When conducting an evaluation, Gilmore encourages organizations to base the evaluation not only on the role a team member holds, but also how the residents and families feel. The evaluation should also consider the employee’s attendance pattern, including whether they’re picking up extra shifts, coming in early and staying late, or going above and beyond in their jobs.

Heidi Royter, chief operating officer at Solterra Senior Living

Heidi Royter, chief operating officer at Solterra Senior Living

Royter encourages organizations to remove the word “weaknesses” from evaluations entirely. “Talk instead about what obstacles or limitations staff experienced and overcame, or needed support in overcoming,” she says.

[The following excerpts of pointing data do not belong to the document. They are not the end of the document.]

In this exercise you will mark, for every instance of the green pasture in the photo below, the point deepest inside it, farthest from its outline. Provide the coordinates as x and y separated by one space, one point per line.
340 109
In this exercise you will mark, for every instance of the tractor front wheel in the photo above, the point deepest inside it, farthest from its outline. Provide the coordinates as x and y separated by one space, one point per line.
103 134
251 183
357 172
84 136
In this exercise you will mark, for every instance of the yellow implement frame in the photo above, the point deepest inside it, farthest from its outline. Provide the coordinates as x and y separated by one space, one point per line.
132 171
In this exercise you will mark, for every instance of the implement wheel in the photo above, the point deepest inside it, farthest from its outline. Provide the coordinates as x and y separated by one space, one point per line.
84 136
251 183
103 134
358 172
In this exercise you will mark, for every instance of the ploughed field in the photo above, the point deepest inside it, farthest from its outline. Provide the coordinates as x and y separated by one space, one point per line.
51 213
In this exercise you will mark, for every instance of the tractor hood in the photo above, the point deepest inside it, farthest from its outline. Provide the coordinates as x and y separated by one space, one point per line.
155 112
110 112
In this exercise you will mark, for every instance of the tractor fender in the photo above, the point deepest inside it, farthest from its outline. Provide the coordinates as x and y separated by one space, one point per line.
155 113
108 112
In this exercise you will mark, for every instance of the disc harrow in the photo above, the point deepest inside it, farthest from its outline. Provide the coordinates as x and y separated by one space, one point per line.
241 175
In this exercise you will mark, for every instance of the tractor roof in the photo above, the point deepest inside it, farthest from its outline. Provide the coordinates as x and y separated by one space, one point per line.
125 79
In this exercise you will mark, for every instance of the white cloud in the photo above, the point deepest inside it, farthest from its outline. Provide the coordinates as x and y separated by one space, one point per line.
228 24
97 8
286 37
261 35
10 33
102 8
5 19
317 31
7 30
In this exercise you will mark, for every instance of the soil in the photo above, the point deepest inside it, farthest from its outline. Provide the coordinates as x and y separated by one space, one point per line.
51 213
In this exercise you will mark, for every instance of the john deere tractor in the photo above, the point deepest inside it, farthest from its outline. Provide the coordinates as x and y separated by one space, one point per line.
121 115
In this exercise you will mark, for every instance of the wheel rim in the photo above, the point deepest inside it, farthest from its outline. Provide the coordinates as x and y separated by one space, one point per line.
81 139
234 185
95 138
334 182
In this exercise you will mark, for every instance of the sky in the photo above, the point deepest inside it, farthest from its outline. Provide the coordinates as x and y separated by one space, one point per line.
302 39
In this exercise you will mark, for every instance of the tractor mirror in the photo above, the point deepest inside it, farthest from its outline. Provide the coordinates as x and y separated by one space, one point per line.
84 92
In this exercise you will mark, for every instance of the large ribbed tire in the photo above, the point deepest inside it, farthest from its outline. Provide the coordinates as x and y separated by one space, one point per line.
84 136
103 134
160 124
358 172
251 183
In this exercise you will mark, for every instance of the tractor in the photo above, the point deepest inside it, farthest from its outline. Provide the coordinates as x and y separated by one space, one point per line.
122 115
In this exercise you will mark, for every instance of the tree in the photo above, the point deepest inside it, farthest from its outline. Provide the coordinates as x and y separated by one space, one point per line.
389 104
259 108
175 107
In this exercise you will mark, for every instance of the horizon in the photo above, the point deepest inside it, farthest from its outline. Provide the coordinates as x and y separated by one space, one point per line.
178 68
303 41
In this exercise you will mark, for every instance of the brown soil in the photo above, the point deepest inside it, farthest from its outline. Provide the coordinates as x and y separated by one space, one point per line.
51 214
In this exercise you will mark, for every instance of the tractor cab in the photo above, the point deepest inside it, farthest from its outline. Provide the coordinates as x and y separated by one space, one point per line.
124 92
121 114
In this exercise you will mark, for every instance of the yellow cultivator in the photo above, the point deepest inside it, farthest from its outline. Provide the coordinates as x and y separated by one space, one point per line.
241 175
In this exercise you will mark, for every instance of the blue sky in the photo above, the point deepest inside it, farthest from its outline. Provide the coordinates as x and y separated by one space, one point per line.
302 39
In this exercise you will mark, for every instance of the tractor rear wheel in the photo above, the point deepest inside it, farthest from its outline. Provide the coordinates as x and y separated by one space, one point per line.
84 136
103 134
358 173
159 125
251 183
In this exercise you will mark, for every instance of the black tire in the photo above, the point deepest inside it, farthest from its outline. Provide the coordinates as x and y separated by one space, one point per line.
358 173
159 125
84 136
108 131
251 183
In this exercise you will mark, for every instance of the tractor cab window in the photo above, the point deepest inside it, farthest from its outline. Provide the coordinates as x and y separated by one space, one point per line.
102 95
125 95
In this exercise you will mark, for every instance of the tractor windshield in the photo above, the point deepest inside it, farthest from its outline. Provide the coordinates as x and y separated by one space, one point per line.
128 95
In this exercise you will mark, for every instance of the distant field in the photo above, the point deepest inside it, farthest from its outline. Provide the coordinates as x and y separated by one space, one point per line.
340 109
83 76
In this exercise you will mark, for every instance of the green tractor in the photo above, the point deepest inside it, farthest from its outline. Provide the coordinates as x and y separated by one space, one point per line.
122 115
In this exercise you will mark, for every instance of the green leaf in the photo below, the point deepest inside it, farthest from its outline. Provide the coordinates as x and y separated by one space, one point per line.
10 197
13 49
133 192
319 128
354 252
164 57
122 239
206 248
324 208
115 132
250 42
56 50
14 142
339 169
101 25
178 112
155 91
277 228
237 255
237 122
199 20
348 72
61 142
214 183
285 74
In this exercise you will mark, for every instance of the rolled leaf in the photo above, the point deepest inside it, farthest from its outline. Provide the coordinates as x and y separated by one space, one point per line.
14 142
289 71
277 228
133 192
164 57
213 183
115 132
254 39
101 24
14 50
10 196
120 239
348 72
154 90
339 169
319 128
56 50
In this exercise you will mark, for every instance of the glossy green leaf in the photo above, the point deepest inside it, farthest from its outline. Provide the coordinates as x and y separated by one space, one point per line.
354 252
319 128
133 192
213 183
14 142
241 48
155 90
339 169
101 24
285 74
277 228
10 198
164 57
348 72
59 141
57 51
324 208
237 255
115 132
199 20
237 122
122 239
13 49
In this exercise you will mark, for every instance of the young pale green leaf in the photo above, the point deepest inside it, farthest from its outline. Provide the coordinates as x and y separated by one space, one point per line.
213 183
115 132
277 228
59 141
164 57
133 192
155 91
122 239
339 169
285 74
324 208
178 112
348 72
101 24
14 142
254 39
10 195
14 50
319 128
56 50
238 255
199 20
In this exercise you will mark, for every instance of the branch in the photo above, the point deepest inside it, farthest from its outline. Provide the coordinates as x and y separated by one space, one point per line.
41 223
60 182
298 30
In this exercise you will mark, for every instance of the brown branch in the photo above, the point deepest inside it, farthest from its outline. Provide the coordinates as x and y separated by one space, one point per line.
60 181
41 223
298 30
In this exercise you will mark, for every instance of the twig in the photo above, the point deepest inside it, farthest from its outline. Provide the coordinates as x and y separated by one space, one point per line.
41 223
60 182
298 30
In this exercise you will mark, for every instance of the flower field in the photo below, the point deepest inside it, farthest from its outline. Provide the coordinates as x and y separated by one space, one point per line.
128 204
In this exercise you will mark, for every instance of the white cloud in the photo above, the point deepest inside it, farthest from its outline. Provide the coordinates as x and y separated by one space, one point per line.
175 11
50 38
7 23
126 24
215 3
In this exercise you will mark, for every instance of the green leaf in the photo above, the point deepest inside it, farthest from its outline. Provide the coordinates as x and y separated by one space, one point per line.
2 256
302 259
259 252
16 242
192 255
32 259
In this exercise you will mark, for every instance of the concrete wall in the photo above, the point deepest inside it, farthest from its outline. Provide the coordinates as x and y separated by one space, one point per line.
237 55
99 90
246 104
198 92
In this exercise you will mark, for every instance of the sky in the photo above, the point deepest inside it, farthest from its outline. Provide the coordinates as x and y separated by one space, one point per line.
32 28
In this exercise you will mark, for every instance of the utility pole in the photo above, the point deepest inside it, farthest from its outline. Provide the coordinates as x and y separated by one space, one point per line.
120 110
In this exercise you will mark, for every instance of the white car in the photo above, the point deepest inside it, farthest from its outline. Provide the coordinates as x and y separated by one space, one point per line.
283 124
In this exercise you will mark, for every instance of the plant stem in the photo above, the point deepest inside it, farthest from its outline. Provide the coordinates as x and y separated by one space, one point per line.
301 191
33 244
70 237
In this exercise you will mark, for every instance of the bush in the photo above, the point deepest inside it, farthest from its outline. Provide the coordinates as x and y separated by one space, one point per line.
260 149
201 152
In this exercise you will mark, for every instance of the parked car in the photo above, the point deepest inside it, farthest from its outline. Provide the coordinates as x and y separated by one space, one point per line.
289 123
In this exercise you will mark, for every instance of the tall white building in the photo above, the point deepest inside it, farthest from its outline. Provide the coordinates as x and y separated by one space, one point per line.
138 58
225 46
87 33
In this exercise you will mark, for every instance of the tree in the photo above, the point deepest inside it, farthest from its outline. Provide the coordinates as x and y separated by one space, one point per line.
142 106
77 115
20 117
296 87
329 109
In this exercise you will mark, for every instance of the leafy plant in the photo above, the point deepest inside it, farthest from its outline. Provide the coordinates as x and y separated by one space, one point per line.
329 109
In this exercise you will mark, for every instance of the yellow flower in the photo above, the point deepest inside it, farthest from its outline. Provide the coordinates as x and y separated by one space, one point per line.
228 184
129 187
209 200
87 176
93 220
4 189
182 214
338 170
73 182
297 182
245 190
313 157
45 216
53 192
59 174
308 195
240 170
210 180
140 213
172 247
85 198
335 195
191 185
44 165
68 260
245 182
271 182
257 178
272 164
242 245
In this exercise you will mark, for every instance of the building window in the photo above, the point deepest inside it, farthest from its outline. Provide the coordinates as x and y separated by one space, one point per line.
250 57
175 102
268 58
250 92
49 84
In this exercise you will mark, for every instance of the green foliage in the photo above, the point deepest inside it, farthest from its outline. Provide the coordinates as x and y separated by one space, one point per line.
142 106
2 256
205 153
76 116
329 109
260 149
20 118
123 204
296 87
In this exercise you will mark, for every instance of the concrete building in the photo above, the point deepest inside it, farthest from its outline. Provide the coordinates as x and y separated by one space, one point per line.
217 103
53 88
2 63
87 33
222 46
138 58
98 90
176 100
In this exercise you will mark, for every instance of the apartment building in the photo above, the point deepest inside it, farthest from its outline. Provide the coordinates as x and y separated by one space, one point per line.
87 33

She also encourages organizations to send “shout-outs” company-wide, recognizing stellar employees to boost morale. It’s also important to acknowledge staff company anniversaries and promotions. “If someone went the extra mile to train or help a coworker, these are all important things to acknowledge so employees know they’re valued,” she says. “Direct, open, and honest communication is important during evaluations, but it’s important to provide consistent and timely feedback throughout the year. Make it a regular occurrence to provide feedback and conduct evaluations regularly so they don’t seem so daunting at the end of the year.”

Maximizing the Value of Evaluation Results

Upon the completion of an evaluation, Royter notes that the employee and supervisor should review and look at the team as a whole. Identify the strengths and how the team is doing overall. This is the time to identify areas that need improvement, and to come up with a plan for making those changes. “Look at the areas that need to be worked on as a whole, and you will see patterns when you review all team members’ evaluations,” she says. “Look to see if there are standouts for individuals to see if maybe they are in the wrong department and would be a better fit in another department or maybe even at a different community.”

Gilmore explains that it’s important to work with any staff members who may be falling short. Show them what success looks like and give them the support they need to grow and develop to that point of success. She encourages the use of feedback throughout the year to reevaluate the staff member’s performance. “Use 360-degree feedback that includes peers, leaders, residents, and their family members,” she recommends. “Providing that feedback early and often tends to lead to better results.”

Rethinking Staff Evaluations

According to Gilmore, rethinking staff evaluations is an ongoing process. Commit to reevaluating your existing process annually at a minimum. Plan to incorporate changing metrics and success factors that relate to quality of care. It’s also important to consider the future development of your organization, including expansion and growth. Then, regularly go back and revisit job requirements, position descriptions, and responsibilities to ensure the evaluation is still accurate and appropriate.

Most importantly, remain transparent and open in your communications. “Make sure that team members know what it is you’re changing about the evaluations and why,” Gilmore says. “Staff need to have a clear picture of how this will help to continue to improve themselves, leadership, and the organization at large.”

She encourages organizations to try to have an open-door policy and to be available whenever staff need anything. “You want staff to understand that you’re invested in their current roles and their long-term success,” she says. “Let your team members bring their concerns and weigh in on that decision-making process that affects their daily work.” Doing so can give staff a sense of investment and demonstrates that their opinions are valued and welcomed.